Second criterion: explanatory power, predictiveness. In order to apply a concept meaningfully to real phenomena those phenomena must actually have something in common, something which it interesting for us to note, and something which makes it possible for us to assume (predict) with some (statistical) precision other properties of the same phenomena. Strictly ostensive concepts, referring only to the particular aspect we define them to refer to, make up formal languages (mathematics, logics, computer languages) and will usually not have something to say about the world. Some people will defend such a view from a philosophically realist standpoint, but such metaphysical commitments are not necessary; a better rationale for it is purely methodological: if properties are unevenly distributed in the world and not showing a complete finemeshed chaos, then it will be interesting to group phenomena in this way. It is because of this that when concepts are fitted into an effective theory they will be able to reveal hidden or latent properties; they will be symptomatic - not due to an apriori valid theory but due to the testable predictions based on empirical observations about the covariation of properties integrated into such a theory. The best concepts are actually themselves theories, broadly applicable and usually (but not always!) revelatory, such as many of the psychoanalytical concepts, or one of the all-time favourites, the marxian concept of "ideology", suggesting that anyone rigorously defending a rigid system of personal opinions will have invested a lot of their hopes and disappointments in the system to the extent that it will replace and oppose the actual struggle for emancipation...

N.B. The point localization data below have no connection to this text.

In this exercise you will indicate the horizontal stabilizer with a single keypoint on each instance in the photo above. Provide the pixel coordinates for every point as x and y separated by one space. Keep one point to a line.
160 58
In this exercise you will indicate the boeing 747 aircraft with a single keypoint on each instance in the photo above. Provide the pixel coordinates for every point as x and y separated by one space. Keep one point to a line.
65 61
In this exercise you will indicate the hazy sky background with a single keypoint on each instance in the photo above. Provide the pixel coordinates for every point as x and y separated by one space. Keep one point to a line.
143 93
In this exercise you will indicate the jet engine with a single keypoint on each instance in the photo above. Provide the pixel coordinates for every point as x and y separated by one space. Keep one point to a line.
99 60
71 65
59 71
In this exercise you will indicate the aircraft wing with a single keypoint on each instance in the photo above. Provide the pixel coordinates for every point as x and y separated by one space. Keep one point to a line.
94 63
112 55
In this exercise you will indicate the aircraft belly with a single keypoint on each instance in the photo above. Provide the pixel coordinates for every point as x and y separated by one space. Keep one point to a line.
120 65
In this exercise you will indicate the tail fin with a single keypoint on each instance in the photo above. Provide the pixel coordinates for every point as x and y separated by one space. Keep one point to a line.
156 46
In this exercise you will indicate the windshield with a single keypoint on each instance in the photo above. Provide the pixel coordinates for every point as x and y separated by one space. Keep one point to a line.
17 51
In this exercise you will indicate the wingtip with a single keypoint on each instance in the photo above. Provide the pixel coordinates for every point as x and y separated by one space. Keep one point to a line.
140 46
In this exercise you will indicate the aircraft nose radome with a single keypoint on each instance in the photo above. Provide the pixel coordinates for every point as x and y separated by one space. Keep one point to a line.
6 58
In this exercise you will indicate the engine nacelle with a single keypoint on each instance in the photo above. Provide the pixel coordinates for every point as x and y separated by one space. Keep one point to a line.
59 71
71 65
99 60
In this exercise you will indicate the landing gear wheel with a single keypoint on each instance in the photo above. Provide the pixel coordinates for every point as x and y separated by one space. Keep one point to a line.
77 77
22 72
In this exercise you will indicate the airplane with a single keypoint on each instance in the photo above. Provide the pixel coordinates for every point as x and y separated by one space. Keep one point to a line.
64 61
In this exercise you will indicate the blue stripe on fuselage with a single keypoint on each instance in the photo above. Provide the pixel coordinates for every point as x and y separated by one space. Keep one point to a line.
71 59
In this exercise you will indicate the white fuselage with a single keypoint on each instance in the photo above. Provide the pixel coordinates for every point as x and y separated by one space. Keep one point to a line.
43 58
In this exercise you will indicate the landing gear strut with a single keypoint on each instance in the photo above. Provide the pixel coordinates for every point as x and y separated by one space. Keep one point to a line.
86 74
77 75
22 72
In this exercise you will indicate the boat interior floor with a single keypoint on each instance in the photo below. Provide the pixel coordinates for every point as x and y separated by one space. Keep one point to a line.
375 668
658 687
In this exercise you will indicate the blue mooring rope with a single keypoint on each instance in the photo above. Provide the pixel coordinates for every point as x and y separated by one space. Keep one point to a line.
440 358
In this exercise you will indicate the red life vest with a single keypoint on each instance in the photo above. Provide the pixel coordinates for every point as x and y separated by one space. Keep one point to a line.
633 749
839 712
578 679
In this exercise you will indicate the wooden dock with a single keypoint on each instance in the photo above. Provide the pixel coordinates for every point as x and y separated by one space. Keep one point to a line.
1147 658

Third criterion: precision. To be useful (and indeed to be accurately predictive) a concept must have a defined range, it must have criteria or diagnostic characteristics which allows us to choose when not to apply it. This is to avoid arbitrariness as well as to keep at bay any possible urges to universal classification that will squeeze all available phenomena into a limited set of categories, that will be either rigid and thus inadequate to cope with all the heterogenous phenomena, or extremely flexible and thus loose their meaning. Sure, schematic designations can sometimes be revealing and sometimes open up imaginative possibilities, but then as temporary tools to provoke contrast, exception and flight.


Fourth criterion: historical sense. Even though the preceding three criteria could be fulfilled by temporary or individual constructions that bear little resemblance to what others might use the same concept for, such a conceptual arbitrariness will be confusionist and serve only to circumscribe an eventually dogmatic circle of "enlightened" or else to make communication and historical continuity difficult on the whole. In order to be a part of a broader project of increasing knowledge, concepts must be used in a sense which is in continuity with its historical use, considering the various distinctions and developments made over it during the time leading up the present. Of course concepts can be refined and developed, and of course various deviations can be pointed out by acknowledging contradictions with the sense of the concepts themselves, but it must not be denied that the usage made in history is a part of the operative sense of the concept (the "experience" of the concept is founded in the experiences of its defenders) and therefore of the concept itself, and cannot be disregarded without approaching one or other sense of idealist ahistoricism.